Bilta later went into liquidation. Bilta’s liquidators stated that RBS had wilfully shut its eyes to the fraud, and started proceedings against RBS for it to compensate Bilta. As part of those proceedings, Bilta’s liquidators sought disclosure from RBS of all of the documents created in the course the 2012 investigation, including the interview notes.

The key question was whether the investigation documents were created for the sole or dominant purpose of conducting the tax litigation with HMRC. Bilta relied heavily on the SFO v ENRC decision, stating that the investigation was really a fact-gathering exercise to persuade HMRC not to start an assessment.

Bilta’s arguments were rejected by the court, who found that the preparation and sharing of the report with HMRC was simply part of the “continuum which formed the road to litigation”. Although RBS had appeared ostensibly collaborative and cooperative, really it was gearing up for the litigation with HMRC, which RBS considered inevitable. Accordingly, the investigation documents were protected by litigation privilege. The court was at pains to point out that determining the dominant purpose for the creation of documents is a question of fact, which will depend on the circumstances in any given case.

R (for and on behalf of the Health & Safety Executive) -v- Jukes

By way of contrast, the Court of Appeal (Criminal Division) has upheld the main thrust of the decision of Mrs Justice Andrews in SFO v ENRC concerning the applicability of litigation privilege to documents created in investigations into potentially criminal matters or behaviour.

The finding in SFO v ENRC was that criminal proceedings could not be in reasonable contemplation, and thereby documents created in the course of an investigation could not be protected by litigation privilege, unless the person carrying out the investigation appreciated at the time it was instigated that the investigation would unearth or be likely to unearth material which would mean that a prosecutor would stand a realistic chance of securing a conviction.

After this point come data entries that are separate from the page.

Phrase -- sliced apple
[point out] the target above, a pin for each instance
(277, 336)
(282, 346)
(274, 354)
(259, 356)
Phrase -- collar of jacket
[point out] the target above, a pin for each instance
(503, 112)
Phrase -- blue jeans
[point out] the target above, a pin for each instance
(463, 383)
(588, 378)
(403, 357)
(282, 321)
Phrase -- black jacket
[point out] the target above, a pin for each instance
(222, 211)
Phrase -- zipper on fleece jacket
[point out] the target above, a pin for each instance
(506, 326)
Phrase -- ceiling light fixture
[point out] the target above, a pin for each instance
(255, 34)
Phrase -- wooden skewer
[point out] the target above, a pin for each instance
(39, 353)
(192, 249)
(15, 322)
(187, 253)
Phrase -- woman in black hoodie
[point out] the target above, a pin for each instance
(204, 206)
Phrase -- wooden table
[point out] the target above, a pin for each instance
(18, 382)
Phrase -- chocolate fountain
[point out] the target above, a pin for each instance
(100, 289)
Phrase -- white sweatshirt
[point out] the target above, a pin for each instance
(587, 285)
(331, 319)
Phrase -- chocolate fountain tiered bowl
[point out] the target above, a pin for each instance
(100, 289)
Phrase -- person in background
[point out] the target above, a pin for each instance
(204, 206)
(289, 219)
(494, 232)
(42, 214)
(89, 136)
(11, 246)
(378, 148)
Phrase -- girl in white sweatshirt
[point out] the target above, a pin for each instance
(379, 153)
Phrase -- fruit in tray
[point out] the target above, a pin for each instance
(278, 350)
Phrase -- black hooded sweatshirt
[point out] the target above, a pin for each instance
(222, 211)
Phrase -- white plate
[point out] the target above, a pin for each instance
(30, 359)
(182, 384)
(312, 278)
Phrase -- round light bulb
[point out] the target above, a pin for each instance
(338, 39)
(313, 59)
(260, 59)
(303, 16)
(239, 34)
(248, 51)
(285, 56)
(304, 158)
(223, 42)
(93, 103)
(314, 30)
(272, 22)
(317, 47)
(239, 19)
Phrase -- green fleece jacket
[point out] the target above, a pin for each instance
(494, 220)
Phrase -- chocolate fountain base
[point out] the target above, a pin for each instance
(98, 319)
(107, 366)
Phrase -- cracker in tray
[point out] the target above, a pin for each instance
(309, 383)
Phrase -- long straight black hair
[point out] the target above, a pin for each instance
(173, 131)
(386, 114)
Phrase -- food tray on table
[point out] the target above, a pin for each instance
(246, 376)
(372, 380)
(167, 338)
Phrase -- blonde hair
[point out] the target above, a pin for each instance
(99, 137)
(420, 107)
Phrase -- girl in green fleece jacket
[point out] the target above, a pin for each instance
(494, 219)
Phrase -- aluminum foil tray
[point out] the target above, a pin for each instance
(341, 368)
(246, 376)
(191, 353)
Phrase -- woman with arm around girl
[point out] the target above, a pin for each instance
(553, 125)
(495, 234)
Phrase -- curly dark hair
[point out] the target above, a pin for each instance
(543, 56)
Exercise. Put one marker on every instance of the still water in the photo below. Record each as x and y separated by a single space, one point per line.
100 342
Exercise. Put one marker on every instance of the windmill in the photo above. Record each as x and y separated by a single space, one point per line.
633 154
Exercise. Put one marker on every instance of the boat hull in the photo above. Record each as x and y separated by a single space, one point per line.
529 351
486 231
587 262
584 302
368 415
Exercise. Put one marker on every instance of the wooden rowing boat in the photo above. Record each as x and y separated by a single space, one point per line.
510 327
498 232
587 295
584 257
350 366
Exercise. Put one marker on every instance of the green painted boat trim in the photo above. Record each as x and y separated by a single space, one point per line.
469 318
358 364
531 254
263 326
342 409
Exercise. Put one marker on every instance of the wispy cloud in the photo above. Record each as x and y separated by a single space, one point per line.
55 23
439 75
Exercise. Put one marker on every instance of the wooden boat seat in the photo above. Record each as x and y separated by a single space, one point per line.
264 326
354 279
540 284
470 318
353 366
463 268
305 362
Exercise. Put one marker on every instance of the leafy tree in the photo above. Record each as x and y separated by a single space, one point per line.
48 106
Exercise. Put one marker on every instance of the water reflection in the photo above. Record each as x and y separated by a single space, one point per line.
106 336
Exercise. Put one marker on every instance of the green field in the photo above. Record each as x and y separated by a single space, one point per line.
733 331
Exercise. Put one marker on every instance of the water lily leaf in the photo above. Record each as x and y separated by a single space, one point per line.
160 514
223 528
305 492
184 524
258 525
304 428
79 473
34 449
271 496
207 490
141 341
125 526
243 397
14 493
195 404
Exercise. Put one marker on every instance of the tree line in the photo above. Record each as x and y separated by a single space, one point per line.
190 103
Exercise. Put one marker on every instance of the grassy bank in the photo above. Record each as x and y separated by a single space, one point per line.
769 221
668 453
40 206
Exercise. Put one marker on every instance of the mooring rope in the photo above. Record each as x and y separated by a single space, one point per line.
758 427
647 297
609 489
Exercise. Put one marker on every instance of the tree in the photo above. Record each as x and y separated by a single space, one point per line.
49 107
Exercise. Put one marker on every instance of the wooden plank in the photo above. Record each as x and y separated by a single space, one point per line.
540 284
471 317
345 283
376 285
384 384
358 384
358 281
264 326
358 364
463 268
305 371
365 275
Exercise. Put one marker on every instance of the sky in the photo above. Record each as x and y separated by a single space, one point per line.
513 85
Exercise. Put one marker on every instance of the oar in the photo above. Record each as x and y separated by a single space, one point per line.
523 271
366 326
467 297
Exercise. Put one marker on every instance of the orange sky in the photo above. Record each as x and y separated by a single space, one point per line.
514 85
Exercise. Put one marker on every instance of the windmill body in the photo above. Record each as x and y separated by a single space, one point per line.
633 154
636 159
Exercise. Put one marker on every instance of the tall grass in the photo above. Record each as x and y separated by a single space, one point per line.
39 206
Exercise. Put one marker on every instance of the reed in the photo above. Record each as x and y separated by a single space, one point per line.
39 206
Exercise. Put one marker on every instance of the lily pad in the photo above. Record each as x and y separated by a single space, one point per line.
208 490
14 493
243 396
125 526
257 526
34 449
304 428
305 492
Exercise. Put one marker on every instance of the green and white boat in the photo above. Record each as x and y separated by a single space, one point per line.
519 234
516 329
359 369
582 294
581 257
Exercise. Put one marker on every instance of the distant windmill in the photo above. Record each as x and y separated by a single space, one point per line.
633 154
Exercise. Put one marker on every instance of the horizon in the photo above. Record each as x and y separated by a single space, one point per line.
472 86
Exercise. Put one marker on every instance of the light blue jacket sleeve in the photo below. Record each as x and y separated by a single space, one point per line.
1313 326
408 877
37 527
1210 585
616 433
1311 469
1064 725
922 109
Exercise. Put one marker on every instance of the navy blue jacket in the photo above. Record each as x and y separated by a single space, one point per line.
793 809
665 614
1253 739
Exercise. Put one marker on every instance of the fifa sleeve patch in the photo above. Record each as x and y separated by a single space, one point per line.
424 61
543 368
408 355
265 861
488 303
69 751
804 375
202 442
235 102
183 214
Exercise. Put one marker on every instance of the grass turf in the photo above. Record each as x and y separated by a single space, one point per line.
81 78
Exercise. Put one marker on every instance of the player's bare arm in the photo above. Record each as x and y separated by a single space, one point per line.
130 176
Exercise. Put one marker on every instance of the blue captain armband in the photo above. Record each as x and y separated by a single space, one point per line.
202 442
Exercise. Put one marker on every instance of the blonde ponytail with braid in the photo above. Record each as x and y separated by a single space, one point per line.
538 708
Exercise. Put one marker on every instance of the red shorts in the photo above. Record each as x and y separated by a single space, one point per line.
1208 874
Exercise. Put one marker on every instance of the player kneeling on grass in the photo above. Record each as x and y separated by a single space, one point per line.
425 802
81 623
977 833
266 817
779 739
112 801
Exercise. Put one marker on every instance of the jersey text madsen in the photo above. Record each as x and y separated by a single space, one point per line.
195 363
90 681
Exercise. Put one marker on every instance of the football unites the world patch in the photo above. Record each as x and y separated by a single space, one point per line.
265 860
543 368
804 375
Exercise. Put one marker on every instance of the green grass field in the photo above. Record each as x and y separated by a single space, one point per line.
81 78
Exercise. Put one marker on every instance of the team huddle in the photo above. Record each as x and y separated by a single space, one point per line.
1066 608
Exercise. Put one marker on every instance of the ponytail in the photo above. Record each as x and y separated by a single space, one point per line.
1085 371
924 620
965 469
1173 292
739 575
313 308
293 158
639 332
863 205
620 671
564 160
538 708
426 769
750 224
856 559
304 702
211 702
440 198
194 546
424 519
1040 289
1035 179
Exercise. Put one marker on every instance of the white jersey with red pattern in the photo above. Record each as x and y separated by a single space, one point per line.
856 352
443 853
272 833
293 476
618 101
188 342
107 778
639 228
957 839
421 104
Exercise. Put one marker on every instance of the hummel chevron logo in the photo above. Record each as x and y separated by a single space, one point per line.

Here, in a particularly tragic case involving a fatal accident at a waste and recycling plant, the company operating the plant called in solicitors in the immediate aftermath of the accident to interview witnesses, including the manager with responsibility for health & safety at the plant. The Health & Safety Executive (“HSE”) later decided to prosecute the health & safety manager, and sought disclosure of the statement that the manager had given to those solicitors immediately after the accident, as it was believed he had made compromising admissions in that statement. The manager sought to argue that the statement was protected by litigation privilege.

The Court of Appeal held that there could be no question of litigation privilege applying to the statement as, at the time the manager gave it to the company’s solicitors, there was no evidence that the company realistically expected the HSE to bring a criminal prosecution. Had litigation privilege applied, it would have been the company’s to assert in any event (as it had instructed the solicitors) rather than the manager’s.

Comment

For now, there remains a real difference in the potential applicability of litigation privilege to documents produced in the course of investigations depending on whether that investigation is into civil or criminal matters. Those setting up investigations into potentially criminal behaviour or actions need to give careful thought before doing so, and, if they decide to proceed, whether to seek to limit the documentation produced in the course of that investigation.

Whether that position will change or not will depend on the Court of Appeal, who are due to hear the appeal in SFO v ENRC in July, with the Judgment likely to follow later in the year. The Court of Appeal’s decision in Jukes does give an initial indication that they may not be inclined to interfere with Mrs Justice Andrews’ findings.